MRM: How have you adapted to the COVID pandemic landscape, and what are your goals for the future? Has the past year and a half changed your outlook?
AR: We’re already a “remote” press, with people working all over the United States and Canada, so it was relatively easy to adapt! We’ve started hosting online book launches for authors, which has been a great way to connect with readers. Even as in-person events become safe again, we still plan to host a launch around the book release just so everyone has a chance to be involved.
In addition to launches, we started hosting online book clubs a month after each title’s release. We send out discussion questions to get everyone thinking, then the genre editor hosts the first half of the event. It’s an informal discussion and a chance to share what you liked about the book, but there’s some insight into the process, too, since the editor is involved in the conversation. At the halfway point, the author joins, so the readers can ask their questions directly.
We’ve also partnered with other small presses for community readings. Since everyone started doing things online, it gave us a chance to combine forces. There are so many great small presses out there so we’ve loved being able to connect authors for really engaging events.
By supporting independent presses, we support creative thought, first and foremost.
MRM: Tell us about your most recent publications and what’s in the works—feel free to plug your new books!
AR: We’re releasing six books this year! Usually, it’s four, but we had two chapbooks come out earlier this year: one fiction and one nonfiction.
The Part That Burns by Jeannine Ouellette is a memoir where the author recollects fragments of her life and arranges them elliptically to witness each piece as torn and whole, as something more than itself. It’s earned starred reviews in Kirkus and Publisher’s Weekly, among other honors.

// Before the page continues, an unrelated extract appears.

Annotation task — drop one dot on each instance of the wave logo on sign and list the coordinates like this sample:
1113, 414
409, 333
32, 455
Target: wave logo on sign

Flee by Calvin Walds is a nonfiction chapbook. It is a mode of being and of making with a hybrid of warring energies—the lyrical, theoretical, political, and surreal—to innovate and interrogate both form and content in surpassing the actual.
An Inventory of Abandoned Things by Kelly Ann Jacobson is a fiction chapbook made of linked stories that question what it means to fight the land for a place in it—and whether, in the fighting, there can be a bond between human and landscape formed that is stronger than love.

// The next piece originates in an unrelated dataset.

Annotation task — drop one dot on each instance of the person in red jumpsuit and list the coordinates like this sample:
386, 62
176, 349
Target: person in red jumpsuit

The Church of Wrestling by Emily Thomas Mani is a novella showing that grief and obsession are full-contact sports, and family ties—even when seemingly broken—bind more tightly than a half nelson.
Before the Earth Devours Us by Esteban Rodríguez is our latest release. It’s an essay collection where a young boy emerges from the valley of childhood memories, curious and seeking to understand a world that is violent, uncertain, and as full of loss as it is of life from the people who inhabit it.
My Share of the Body by Devon Capizzi is a story collection that releases on December 15th, our final book of the year. The stories explore the ways our expectations—of ourselves, of the people we love—often live in tension with our lived experiences, and follow characters in the throes of change, always searching for what’s been lost, for what’s just out of reach, for newfound ways of carrying their pain.